"Blockheads" opens at DMOMA

"Blockheads - The Self-Taught Art of W. Logan Fry" opened at The Digital Museum of Modern Art December 1, 2004. Exhibition location is:

http://www.dmoma.org/lobby/exhibitions/blockheads/blockhead.html

Fry is an untrained artist who lives and works on a small farm in Northeast Ohio. Educated in the law, he closed his office in 1987 to commit his sometimes strange vision to physical form.

"Blockheads" are a type of rural folk art object consisting of blocks of wood, stone and other materials, to which paint, hardware, twigs, nails and other items have been added, to form a face or head.

Fry's blockheads were exhibited extensively in the early 1990s, including the Canton Art Institute; Art Museum of the Rhode Island School of Design; the Delaware Center for Contemporary Art in Wilmington, Delaware; and the 1989 and 1990 May Shows of the Cleveland Museum of Art.

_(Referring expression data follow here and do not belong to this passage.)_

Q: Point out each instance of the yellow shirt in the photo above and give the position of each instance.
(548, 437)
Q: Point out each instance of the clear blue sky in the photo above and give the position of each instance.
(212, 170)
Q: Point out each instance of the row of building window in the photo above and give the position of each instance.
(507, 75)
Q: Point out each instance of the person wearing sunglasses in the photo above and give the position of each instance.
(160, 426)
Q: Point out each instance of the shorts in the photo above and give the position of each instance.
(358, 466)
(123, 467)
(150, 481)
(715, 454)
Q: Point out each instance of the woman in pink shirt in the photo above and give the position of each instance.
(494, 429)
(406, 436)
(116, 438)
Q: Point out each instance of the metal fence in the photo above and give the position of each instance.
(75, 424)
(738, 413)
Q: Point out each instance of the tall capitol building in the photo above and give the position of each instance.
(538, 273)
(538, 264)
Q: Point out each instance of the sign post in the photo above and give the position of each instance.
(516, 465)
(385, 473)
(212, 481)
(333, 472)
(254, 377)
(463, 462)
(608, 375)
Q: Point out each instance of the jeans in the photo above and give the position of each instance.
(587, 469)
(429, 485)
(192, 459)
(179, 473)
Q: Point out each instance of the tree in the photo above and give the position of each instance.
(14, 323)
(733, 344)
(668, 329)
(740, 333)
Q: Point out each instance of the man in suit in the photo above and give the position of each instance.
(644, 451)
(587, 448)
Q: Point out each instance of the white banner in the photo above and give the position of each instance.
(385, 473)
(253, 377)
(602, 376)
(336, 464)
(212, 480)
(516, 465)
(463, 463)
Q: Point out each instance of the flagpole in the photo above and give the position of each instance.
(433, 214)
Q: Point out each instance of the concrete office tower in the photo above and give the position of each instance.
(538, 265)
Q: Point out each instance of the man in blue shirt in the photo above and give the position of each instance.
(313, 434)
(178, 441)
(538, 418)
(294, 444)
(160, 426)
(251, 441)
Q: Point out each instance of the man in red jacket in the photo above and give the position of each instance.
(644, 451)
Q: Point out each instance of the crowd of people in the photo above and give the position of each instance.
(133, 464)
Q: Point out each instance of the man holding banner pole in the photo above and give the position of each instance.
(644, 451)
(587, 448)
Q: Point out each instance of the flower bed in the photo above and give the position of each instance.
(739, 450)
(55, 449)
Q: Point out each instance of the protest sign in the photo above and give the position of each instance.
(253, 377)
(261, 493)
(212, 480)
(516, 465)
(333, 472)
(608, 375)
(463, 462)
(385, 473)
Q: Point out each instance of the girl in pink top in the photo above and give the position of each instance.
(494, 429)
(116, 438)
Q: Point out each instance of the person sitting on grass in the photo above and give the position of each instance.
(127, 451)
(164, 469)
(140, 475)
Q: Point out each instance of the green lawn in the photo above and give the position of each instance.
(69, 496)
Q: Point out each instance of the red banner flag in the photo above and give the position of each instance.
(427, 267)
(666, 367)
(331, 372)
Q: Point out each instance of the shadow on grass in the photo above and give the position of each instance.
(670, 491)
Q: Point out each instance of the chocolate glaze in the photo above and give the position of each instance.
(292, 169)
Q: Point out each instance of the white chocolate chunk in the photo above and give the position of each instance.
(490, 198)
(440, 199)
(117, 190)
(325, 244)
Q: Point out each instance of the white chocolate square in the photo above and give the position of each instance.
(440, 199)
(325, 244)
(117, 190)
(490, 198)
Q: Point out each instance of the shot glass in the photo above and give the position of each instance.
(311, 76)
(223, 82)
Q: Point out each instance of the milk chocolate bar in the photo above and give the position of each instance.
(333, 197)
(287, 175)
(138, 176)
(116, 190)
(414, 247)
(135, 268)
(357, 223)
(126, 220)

Two previously unexhibited blockheads: Soulless Wit and Vagina Dentata, will be on public view for the first time.

The exhibition also includes an adjunct gallery of photo portraits depicting "the human blockhead," a performance art (or freak show) act in which spikes, nails, drills and other objects are driven into the head through the nose and other orifices (natural or artificial).

"America loves its blockheads!" says Fry. Here at DMOMA, we hope you will too.